Regula J et al. (2006) Colonoscopy in colorectal-cancer screening for detection of advanced neoplasia. N Engl J Med 355: 1863–1872

A new study has suggested that, along with age >49 years and family history of colorectal cancer, male sex is an important predictor of the detection of advanced neoplasia during colorectal screening. Regula and colleagues suggest that colonoscopy guidelines should, therefore, be refined to include this parameter.

Regula and colleagues performed a cross-sectional analysis of data from 50,148 patients (aged 40–66 years) who participated in a national, colonoscopy-based screening program in Poland. Multivariate logistic regression was used to identify associations between patient characteristics and advanced neoplasia in two-thirds of the cohort, and these associations were confirmed in the remainder. Advanced neoplasia (i.e. cancer or adenoma ≥10 mm in diameter, high-grade dysplasia, villous or tubulovillous histologic characteristics, or any combination thereof) was detected in 2,553 (5.9%) participants aged 50–66 years and in 243 (3.4%) participants aged 40–49 years.

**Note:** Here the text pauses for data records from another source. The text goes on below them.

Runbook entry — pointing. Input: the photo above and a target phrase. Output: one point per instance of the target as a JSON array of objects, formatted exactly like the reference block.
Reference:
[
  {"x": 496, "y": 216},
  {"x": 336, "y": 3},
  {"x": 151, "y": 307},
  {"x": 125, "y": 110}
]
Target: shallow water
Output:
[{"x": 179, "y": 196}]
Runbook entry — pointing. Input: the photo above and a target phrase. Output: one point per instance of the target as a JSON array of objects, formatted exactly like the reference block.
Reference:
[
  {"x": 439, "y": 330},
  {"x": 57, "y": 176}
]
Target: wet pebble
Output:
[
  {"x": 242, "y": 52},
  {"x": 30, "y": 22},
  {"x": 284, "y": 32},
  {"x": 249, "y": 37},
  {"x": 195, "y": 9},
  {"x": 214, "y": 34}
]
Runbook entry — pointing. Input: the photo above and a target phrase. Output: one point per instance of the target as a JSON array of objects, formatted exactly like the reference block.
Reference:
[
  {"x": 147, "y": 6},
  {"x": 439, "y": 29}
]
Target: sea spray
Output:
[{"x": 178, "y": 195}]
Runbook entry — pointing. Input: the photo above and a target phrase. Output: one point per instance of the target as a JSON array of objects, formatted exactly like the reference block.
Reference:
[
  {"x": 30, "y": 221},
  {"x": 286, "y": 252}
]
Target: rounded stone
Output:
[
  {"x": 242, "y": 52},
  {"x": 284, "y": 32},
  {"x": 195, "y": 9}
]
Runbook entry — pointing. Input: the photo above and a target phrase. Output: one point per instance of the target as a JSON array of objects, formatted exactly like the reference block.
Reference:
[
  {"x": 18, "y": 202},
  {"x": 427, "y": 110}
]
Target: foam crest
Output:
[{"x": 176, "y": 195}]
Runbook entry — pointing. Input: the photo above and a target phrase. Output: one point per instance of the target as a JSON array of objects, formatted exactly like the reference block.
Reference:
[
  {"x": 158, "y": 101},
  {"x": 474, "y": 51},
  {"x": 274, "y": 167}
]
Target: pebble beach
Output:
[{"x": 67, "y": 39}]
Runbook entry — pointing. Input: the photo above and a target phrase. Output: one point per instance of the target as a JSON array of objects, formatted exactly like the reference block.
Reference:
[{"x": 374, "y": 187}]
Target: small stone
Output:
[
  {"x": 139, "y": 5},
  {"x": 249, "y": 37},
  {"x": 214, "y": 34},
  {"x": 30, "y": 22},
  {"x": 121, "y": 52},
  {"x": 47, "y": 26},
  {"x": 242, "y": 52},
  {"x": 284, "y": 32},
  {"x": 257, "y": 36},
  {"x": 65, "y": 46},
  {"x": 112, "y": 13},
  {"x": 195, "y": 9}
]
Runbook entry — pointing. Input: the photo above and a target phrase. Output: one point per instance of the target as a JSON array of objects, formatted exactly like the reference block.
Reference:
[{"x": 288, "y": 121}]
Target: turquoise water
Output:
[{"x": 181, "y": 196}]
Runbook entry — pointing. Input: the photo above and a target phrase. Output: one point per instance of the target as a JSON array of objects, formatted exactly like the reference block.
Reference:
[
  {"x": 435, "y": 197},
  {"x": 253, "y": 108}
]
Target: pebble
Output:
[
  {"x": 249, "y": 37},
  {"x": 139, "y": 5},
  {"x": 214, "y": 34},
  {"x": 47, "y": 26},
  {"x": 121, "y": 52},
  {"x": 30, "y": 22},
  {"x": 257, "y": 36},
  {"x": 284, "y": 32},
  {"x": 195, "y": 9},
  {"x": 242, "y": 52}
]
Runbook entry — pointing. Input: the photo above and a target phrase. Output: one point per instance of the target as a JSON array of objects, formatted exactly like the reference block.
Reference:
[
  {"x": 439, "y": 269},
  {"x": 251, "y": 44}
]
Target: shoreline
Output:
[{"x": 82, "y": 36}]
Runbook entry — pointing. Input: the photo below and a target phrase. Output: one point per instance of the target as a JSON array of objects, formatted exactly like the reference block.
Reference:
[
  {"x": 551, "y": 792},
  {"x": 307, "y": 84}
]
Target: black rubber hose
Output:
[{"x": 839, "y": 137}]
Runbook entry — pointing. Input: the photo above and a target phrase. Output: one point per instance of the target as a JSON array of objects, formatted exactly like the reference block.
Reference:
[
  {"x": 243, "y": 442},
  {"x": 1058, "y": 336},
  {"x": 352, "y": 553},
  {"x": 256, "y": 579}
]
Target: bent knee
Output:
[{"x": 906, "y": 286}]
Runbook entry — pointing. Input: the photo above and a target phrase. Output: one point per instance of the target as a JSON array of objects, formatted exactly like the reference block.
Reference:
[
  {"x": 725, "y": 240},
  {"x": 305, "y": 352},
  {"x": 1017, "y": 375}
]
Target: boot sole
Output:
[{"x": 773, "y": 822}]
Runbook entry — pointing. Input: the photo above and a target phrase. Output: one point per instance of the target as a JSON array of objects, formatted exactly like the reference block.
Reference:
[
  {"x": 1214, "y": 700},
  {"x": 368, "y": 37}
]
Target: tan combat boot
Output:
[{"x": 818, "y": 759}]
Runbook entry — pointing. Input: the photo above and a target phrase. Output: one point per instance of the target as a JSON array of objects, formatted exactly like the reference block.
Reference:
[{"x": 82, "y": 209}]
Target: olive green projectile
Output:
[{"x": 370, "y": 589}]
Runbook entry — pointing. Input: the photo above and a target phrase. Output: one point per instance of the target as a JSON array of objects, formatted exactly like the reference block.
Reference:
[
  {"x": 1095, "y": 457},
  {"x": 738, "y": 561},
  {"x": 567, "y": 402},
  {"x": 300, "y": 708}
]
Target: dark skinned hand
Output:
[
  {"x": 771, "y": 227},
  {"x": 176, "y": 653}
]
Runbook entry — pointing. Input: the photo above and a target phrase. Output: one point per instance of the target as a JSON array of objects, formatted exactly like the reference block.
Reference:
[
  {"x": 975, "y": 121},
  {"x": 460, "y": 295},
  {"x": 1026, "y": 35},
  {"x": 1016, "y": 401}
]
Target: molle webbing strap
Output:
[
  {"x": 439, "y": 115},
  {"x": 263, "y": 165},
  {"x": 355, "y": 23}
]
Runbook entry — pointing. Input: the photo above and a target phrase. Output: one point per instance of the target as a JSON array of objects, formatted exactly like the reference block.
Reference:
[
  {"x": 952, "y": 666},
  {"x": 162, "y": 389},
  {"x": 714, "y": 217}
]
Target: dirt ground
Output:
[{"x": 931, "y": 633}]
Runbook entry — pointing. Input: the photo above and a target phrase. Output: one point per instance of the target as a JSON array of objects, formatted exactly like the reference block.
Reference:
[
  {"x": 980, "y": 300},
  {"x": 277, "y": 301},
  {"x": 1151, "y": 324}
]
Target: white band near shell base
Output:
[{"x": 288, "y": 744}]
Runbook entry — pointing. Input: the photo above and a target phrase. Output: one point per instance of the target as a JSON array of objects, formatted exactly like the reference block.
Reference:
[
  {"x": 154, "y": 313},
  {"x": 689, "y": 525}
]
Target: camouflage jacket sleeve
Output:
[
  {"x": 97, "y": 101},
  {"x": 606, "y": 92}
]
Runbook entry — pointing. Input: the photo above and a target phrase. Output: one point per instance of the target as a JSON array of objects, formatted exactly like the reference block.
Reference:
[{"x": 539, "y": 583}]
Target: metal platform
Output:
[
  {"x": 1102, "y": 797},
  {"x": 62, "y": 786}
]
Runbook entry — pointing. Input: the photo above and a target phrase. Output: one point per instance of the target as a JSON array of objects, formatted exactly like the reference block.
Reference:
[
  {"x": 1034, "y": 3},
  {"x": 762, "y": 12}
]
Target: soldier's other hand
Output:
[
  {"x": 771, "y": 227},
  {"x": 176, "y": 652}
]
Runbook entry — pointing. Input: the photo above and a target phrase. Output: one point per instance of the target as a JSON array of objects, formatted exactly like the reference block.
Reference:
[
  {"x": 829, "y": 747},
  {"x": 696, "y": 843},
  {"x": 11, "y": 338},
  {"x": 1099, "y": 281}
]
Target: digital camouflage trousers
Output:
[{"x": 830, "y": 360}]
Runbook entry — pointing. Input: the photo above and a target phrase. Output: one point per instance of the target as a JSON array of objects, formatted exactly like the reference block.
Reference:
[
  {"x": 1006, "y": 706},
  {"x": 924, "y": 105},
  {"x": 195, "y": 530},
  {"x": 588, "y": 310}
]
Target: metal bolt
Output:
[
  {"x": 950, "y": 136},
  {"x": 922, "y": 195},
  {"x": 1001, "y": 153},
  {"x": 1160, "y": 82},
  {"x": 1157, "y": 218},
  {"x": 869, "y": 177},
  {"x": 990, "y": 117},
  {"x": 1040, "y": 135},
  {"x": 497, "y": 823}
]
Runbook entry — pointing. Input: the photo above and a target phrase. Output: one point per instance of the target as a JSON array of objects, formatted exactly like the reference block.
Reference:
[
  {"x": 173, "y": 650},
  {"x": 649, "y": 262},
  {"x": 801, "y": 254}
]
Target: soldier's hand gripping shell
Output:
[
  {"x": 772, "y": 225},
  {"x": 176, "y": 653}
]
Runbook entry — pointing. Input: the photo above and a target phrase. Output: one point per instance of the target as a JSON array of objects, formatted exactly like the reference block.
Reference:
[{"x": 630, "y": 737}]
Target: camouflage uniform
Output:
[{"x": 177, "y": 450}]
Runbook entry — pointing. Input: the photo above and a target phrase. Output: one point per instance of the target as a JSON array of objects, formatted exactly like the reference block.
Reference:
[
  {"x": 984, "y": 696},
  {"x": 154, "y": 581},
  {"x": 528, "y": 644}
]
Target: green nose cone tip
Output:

Analysis showed that male sex was independently associated with advanced neoplasia (odds ratio 1.73; 95% CI 1.52–1.98). This association remained after adjustment for colonoscopic factors, family history and age (odds ratio 1.98; 95% CI 1.83–2.14). The number needed to screen in order to detect one advanced neoplasia was markedly lower in men than in women of similar family history and age (for example, in the 40–49-year age-group, the number needed to screen was 23 in men and 36 in women).

The authors conclude that modification of colonoscopy screening recommendations would maximize the diagnostic yield of screening, and optimize resource use.